Assistance with the use of the health data of the deceased

Being dead doesn’t mean you’re of no use to the living.

Dr. Jon Cornwall, a senior lecturer at the Otago Medical School Center for Early Learning Medicine, has been researching the possible uses of posthumous electronic health data (PHCD) for nearly five years, and his latest research shows that Kiwis are supportive of the use of their data after they die – as long as it helps others.

Dr Cornwall said there are many ways to use this data, including using genomic data to treat and develop personalized medicine.

“This will directly benefit the family in certain circumstances, as well as the wider community.”

He said society had entered an era where recording digital information about us was considered normal.

Yet despite its growing volume, no decision had been made about what would happen to that data after someone died, and there was no guideline as to what society considered acceptable.

Dr.

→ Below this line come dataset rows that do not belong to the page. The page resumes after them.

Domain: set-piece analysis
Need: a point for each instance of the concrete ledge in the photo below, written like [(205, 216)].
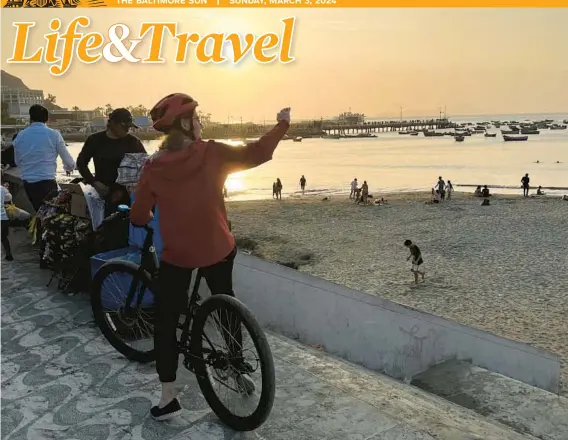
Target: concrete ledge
[(378, 334)]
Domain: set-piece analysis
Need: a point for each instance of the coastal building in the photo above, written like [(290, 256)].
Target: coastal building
[(20, 100)]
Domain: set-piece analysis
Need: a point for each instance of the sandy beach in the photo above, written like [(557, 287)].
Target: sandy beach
[(501, 268)]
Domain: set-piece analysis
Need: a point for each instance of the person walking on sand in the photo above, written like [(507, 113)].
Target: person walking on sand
[(364, 192), (303, 184), (354, 185), (441, 185), (417, 260), (449, 189), (279, 189), (525, 184)]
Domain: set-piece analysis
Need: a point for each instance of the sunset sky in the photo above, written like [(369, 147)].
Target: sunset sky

Cornwall’s study aimed to fill this gap by exploring the attitudes and perceptions of New Zealanders towards the use of deceased health data.

The results showed that there was conditional support for a centralized, government-run PHCD repository, allowing controlled and free access for healthcare and research purposes.

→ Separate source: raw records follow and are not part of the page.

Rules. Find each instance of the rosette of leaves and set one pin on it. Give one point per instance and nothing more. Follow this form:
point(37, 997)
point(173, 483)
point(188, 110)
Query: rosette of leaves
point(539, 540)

He said the public benefit of the data was important and participants prioritized all benefits to the family, then to New Zealanders, then to others.

Commercialization from the use of the data was considered ‘likely’ and ‘acceptable’, and the Maori PHCD was considered preferably Maori-run.

However, participants struggled to define appropriate levels of family access, anonymity, and consent models.

Dr Cornwall was not surprised by the results.

“The Kiwi attitude of helping others has taken hold – we are a good group.”

He said this information will help shape how the PHCD should be used in a socially responsible way.

“Death is an important social construct and deciding how to respectfully treat information from those who have died had not previously been discussed.

“This is particularly important when medical information, which has personal and societal value, is used.”